Background: Rapid development of AI

  • In just the last decade, AI has evolved with unprecedented velocity — from beating human champions at Jeopardy (a game) in 2011, to vanquishing the world’s number one player of Go, to decoding proteins.
  • Already, AI has helped increase crop yields, raised business productivity, improved access to credit and made cancer detection faster and more precise.
  • It could contribute more than $15 trillion to the world economy by 2030, adding 14% to global GDP. Google has identified over 2,600 use cases of “AI for good” worldwide.
  • As AI is evolving, it is raising some new ethical and legal questions. AI works by analysing data that is fed into it and draws conclusions based on what it has learned or been trained to do.
  • Though it has many benefits, it may pose a threat to humans, data privacy, and the potential outcomes of the decisions. To curb the chances of such outcomes, organisations and policymakers are crafting recommendations about ensuring the responsible and ethical use of AI.

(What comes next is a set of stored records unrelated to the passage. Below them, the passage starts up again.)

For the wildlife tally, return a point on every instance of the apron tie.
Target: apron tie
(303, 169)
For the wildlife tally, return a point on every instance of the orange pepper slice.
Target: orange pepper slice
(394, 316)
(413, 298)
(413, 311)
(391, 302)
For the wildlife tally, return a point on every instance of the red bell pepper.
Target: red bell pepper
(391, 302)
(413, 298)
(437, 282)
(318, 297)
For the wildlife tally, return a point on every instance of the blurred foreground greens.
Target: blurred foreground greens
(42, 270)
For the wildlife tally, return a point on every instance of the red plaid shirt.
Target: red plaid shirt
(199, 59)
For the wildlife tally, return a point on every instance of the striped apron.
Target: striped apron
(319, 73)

Need for value-based global AI governance framework

  • First, algorithms, whether static or of the machine-learning sort, are not value-free. The data underlying them and the formulae that make them function, think, and transform over time embody the biases of history and that of their designers.
  • This means that algorithms should be subordinated to the same kind of universal ethics regime that governs human and state behaviour: something similar to the Universal Declaration of Human Rights.
  • Artificial intelligence will make human lives more efficient.
    • But here we must not mistake efficiency for morality – just because something is more efficient does not mean that it is morally better.
    • For example, people can make more efficient weapons – more efficient at killing people and destroying things – but that does not mean they are good or will be used for good. Weapons always reflect a form of damage to the common good.
    • As the realms of unexplored areas of AI progresses, existing regulation will become obsolete.
  • The challenge today is that several AI applications have been used by consumers or organisations only for them to later realise that the project was not ethically fit. An example is the development of a fully autonomous AI-controlled weapon system which is drawing criticism from various nations across the globe and the UN itself.
  • Another challenge arises from a data protection perspective because AI models are fed with data sets for their training and learning. This data is often obtained from usage history and data tracking that may compromise an individual’s identity
  • Another example, for instance are self-driving cars. It executes as per the algorithm it has been fed. Now, in a hypothetical situation the car has to decide whether to swerve left or right. But in either case there is collateral damage, say of a school bus with students or a pedestrian.
    • Can this decision be taken in a rational manner? It is not possible to choose whom to save or put a price on whose life as being more precious.

Conclusion

Any new technology that changes our businesses or society for the better often has a potential dark side that is viewed with suspicion and mistrust. The disruptive potential of AI poses looming risks around ethics, transparency, and security, hence the need for greater governance. AI will be used safely only once governance and policies have been framed, mandating its use.